はみ出し情報・・・30分かけてパーソナライズする「TONALITE」

流行のひとつとなっているパーソナライズ機能ですが、この機能を徹底的に味わいたい人に人気があるモデルも紹介してもらいました。finalの「TONALITE」で、取材時の価格は35,820円でした。ANCや音質の評価も高いうえで、独自のパーソナライズ技術「DTAS」が評判になっているとのことです。

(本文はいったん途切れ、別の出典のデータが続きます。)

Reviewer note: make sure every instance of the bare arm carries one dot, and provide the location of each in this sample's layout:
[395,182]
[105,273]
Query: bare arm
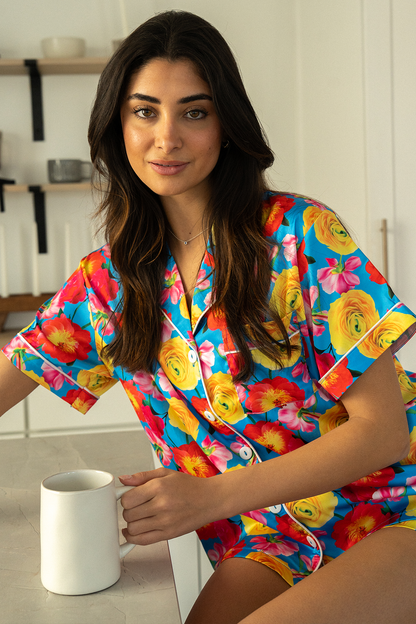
[14,385]
[167,504]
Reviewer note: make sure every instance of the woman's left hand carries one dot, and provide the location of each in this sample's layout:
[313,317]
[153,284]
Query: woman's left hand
[164,504]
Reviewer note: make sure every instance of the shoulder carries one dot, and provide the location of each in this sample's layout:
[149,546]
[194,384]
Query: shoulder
[290,214]
[100,275]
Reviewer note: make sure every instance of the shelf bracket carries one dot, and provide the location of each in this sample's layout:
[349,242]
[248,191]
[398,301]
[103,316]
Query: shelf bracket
[36,94]
[40,216]
[3,181]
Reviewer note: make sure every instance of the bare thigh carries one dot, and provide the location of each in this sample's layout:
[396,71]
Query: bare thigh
[371,583]
[237,588]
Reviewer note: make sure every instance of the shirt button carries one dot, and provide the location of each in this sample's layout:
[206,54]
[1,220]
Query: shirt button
[209,416]
[275,508]
[192,357]
[245,452]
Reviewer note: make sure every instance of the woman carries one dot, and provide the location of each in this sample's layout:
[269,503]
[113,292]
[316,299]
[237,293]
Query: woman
[236,319]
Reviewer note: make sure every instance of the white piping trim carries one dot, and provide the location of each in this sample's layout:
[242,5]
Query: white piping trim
[73,382]
[360,341]
[252,348]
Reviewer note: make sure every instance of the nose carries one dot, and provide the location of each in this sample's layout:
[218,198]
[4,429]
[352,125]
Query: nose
[167,137]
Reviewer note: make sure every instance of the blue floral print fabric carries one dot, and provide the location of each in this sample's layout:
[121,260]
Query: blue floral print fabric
[340,315]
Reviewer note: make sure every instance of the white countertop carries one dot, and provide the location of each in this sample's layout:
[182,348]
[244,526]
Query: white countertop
[145,593]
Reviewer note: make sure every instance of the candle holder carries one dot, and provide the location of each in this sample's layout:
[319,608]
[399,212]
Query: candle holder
[20,303]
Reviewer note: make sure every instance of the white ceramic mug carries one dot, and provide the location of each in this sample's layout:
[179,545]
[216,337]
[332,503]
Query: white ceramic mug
[80,550]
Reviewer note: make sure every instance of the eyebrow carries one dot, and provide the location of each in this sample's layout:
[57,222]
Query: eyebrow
[185,100]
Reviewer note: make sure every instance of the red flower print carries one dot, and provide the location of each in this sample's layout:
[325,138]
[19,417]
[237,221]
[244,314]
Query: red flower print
[339,379]
[105,288]
[93,263]
[74,290]
[64,340]
[375,275]
[364,488]
[278,208]
[273,436]
[270,393]
[81,400]
[358,523]
[192,460]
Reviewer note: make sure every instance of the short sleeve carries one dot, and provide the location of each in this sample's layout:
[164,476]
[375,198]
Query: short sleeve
[60,349]
[351,316]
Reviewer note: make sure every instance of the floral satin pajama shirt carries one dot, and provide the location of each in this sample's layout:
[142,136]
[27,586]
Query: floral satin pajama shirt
[339,312]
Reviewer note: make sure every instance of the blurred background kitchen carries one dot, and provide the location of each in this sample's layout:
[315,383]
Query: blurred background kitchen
[334,84]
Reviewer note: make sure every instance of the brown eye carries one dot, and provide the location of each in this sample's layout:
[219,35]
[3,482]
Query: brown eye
[196,114]
[144,113]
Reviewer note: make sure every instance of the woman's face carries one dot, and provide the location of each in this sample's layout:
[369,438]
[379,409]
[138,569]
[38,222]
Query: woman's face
[171,130]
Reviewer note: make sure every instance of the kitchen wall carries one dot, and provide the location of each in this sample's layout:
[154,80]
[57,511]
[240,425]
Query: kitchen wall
[334,85]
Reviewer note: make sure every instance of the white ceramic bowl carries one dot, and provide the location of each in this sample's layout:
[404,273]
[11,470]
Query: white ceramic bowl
[63,47]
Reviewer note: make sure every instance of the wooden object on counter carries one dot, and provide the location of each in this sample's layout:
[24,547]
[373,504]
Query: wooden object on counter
[20,303]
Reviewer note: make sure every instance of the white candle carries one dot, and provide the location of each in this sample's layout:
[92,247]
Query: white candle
[35,261]
[67,250]
[3,264]
[124,18]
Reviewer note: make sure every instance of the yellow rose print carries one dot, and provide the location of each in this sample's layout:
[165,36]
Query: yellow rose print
[350,317]
[224,397]
[173,357]
[182,418]
[407,387]
[275,564]
[310,215]
[314,511]
[331,233]
[332,418]
[287,295]
[96,380]
[385,334]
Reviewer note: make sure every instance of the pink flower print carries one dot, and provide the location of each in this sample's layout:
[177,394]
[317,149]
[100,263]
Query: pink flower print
[201,282]
[411,482]
[166,385]
[218,454]
[207,358]
[301,369]
[54,377]
[339,277]
[173,286]
[393,494]
[147,384]
[274,545]
[162,450]
[297,417]
[257,516]
[289,249]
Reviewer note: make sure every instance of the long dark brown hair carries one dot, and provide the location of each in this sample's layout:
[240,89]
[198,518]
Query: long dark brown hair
[135,223]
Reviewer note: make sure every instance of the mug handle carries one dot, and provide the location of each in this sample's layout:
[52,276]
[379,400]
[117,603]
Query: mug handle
[126,547]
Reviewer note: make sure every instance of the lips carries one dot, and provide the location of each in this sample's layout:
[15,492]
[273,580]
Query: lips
[168,167]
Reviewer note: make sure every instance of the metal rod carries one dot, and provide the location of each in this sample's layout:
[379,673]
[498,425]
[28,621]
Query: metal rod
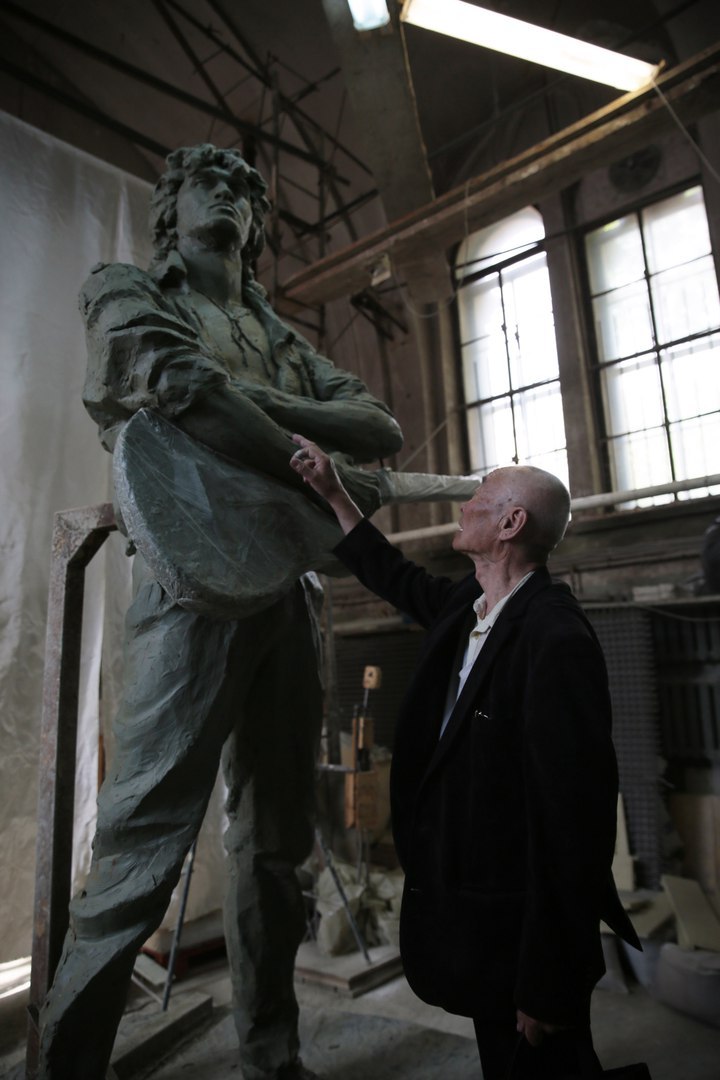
[134,72]
[77,536]
[342,894]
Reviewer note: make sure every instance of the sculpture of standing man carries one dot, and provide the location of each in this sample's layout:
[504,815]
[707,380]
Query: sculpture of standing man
[193,340]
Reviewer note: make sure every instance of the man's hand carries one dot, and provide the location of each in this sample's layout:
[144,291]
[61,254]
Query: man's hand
[534,1030]
[317,470]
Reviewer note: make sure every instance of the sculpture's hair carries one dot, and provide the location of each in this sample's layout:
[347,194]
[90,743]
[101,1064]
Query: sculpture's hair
[182,163]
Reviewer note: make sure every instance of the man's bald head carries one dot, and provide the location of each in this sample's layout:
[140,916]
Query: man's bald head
[546,502]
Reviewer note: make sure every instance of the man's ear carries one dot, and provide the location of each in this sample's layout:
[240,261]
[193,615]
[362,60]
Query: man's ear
[513,523]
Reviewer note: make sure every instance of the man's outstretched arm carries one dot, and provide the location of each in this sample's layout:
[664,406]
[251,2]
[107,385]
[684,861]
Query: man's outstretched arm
[318,471]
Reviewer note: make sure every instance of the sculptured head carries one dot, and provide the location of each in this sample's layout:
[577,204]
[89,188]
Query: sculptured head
[182,164]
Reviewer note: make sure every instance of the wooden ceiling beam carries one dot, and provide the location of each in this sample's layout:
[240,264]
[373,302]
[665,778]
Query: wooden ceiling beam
[691,89]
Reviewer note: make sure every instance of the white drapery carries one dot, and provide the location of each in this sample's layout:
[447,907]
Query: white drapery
[63,212]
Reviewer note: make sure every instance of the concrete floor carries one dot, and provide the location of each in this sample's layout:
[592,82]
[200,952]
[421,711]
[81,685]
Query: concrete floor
[386,1033]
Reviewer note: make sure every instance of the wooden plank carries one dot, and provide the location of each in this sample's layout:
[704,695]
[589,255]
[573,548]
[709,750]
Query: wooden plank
[696,922]
[692,89]
[349,974]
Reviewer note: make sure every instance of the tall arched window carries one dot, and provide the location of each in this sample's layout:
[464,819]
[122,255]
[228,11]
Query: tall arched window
[510,365]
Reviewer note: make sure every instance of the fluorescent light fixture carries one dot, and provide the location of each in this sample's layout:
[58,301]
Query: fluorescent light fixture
[528,42]
[368,14]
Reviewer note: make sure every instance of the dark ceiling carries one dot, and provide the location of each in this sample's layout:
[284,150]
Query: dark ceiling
[131,79]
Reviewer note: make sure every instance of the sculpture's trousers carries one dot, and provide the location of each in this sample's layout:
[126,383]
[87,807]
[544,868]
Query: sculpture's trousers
[193,686]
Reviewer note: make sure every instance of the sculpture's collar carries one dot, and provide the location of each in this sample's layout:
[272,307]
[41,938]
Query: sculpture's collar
[172,271]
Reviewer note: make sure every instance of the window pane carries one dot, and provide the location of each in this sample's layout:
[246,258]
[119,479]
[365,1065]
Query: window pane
[691,377]
[633,395]
[640,460]
[492,443]
[485,356]
[676,230]
[539,421]
[555,462]
[614,255]
[500,241]
[530,324]
[622,322]
[685,300]
[696,447]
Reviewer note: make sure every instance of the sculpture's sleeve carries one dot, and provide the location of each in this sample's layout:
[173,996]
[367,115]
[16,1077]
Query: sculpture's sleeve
[329,405]
[139,353]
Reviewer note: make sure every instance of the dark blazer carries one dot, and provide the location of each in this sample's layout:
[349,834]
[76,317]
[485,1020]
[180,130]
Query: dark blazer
[505,826]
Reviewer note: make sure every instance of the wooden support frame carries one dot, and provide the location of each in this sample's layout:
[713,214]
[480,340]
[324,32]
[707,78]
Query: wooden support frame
[691,89]
[78,535]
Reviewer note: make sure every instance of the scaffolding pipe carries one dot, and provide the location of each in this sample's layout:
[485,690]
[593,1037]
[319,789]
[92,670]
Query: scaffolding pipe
[583,502]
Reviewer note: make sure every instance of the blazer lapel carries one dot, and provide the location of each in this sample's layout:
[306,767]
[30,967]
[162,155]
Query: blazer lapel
[504,629]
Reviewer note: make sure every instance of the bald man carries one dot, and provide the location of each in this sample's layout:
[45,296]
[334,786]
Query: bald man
[504,780]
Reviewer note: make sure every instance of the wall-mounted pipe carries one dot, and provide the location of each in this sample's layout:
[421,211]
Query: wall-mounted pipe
[583,502]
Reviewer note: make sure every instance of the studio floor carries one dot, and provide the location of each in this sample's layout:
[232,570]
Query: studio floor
[386,1033]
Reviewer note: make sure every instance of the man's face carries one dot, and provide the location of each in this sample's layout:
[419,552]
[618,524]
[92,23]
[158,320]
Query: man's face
[480,517]
[214,207]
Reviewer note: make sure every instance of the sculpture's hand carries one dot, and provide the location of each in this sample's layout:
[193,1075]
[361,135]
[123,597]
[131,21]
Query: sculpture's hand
[317,470]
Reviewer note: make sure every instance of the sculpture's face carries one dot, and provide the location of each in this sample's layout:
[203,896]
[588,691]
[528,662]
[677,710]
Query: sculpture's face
[214,207]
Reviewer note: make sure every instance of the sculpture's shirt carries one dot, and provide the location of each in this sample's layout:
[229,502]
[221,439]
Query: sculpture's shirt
[155,342]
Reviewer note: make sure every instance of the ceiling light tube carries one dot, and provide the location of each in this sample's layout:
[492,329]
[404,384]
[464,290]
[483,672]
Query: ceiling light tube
[368,14]
[528,42]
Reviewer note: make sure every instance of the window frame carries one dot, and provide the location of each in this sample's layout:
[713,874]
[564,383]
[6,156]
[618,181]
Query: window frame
[595,365]
[462,280]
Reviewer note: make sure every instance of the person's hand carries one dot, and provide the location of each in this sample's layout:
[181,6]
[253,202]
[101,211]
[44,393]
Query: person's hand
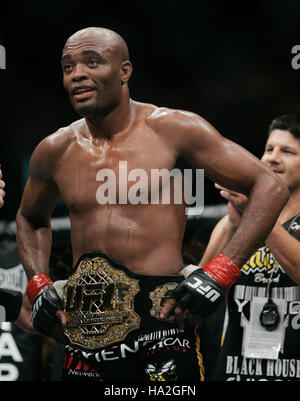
[24,318]
[48,315]
[236,204]
[2,192]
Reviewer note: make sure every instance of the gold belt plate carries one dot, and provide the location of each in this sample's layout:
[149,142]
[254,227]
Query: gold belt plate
[99,301]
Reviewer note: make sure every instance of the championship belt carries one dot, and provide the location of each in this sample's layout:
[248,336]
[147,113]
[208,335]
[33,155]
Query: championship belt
[99,302]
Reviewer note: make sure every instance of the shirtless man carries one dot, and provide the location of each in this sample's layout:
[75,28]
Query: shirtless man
[141,240]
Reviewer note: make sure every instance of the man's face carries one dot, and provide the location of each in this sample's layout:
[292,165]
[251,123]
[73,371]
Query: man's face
[91,76]
[282,155]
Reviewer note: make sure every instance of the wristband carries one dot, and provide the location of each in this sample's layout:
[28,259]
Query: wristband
[36,285]
[222,269]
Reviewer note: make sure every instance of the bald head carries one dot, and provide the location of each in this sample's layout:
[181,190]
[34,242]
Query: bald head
[106,39]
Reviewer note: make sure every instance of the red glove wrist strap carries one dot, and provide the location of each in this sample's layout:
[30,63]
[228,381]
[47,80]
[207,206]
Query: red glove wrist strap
[223,270]
[36,284]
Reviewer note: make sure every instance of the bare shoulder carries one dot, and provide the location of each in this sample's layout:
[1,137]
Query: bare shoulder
[184,129]
[51,148]
[177,123]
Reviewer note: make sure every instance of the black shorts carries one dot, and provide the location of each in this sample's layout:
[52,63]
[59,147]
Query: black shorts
[155,351]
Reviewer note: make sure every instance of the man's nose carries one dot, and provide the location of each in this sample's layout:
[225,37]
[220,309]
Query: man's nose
[79,73]
[274,156]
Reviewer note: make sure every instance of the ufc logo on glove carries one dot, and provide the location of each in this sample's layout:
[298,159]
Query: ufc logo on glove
[207,291]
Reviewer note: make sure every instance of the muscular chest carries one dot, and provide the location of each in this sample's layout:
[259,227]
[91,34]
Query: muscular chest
[129,171]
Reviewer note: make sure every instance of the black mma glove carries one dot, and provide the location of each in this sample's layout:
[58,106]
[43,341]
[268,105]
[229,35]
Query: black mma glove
[12,302]
[204,288]
[45,301]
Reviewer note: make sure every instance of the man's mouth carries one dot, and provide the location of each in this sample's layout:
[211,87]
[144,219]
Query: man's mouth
[82,92]
[277,171]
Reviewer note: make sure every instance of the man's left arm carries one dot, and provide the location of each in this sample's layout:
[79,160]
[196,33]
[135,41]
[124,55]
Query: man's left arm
[237,169]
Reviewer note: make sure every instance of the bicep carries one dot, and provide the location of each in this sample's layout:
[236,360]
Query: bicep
[38,200]
[223,161]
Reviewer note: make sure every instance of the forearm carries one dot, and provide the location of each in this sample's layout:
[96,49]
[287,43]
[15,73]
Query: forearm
[219,238]
[34,245]
[259,217]
[286,250]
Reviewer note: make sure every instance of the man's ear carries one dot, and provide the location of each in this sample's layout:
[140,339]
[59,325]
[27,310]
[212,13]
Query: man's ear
[125,71]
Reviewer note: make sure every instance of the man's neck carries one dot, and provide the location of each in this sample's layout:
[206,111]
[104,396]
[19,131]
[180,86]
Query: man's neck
[115,122]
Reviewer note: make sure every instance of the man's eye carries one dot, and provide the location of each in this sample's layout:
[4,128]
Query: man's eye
[67,67]
[93,62]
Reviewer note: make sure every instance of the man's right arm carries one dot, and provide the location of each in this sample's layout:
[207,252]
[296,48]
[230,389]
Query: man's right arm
[34,238]
[33,218]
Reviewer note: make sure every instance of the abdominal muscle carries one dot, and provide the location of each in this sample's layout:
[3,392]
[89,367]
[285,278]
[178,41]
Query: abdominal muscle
[147,239]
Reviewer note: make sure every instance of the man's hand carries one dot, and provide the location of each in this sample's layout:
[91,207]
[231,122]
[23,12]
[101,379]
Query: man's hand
[203,289]
[48,316]
[2,193]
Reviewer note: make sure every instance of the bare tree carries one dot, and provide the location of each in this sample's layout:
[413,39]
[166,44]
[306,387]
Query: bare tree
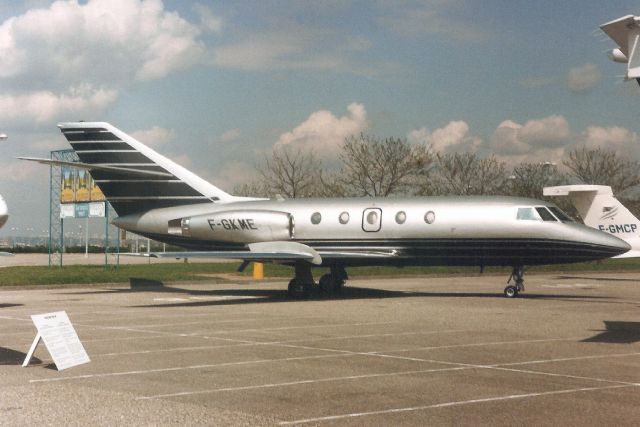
[529,179]
[467,174]
[603,167]
[291,173]
[251,189]
[381,167]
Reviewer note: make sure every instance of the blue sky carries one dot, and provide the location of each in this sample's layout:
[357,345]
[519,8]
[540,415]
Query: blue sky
[217,84]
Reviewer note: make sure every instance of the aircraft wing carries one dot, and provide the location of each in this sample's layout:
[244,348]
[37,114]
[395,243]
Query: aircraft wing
[618,30]
[262,251]
[90,167]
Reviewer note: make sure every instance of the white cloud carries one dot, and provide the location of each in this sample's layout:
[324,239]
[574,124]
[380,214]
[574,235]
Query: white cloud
[230,135]
[324,133]
[505,139]
[155,136]
[454,136]
[583,78]
[43,107]
[544,140]
[102,41]
[428,17]
[550,131]
[619,139]
[208,20]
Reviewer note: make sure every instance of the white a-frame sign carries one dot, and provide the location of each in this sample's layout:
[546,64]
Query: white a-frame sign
[60,338]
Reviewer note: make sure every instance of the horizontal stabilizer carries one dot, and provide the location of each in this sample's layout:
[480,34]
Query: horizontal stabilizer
[565,190]
[91,167]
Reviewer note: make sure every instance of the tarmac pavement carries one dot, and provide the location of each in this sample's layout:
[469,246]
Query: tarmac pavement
[401,351]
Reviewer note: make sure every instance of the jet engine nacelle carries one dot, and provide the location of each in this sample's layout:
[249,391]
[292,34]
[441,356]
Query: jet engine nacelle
[240,226]
[616,55]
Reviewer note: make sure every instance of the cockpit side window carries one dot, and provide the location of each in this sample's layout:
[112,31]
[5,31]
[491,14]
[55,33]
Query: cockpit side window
[527,214]
[559,214]
[545,214]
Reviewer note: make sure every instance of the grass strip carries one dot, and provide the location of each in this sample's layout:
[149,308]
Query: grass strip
[177,272]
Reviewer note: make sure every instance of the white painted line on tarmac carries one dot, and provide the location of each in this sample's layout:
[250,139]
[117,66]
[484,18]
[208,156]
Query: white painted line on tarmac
[450,404]
[160,325]
[570,359]
[301,382]
[182,368]
[483,344]
[274,343]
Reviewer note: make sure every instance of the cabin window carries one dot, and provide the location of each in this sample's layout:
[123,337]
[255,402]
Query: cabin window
[527,214]
[372,217]
[316,218]
[545,214]
[343,218]
[559,214]
[430,217]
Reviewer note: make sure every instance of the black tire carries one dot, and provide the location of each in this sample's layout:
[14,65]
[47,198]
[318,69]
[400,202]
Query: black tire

「パーソナライズありきの製品なんですよ。パーソナライズは5~10分ほどで済む製品が多いのですが、こちらは30分かかります。付属のバンダナみたいなものを頭につけて頭部の形状を測りながら、徹底して個人に特化したサウンドを調整してくれます」

店内が空いているタイミングであれば、パーソナライズのお試しもできるそうです。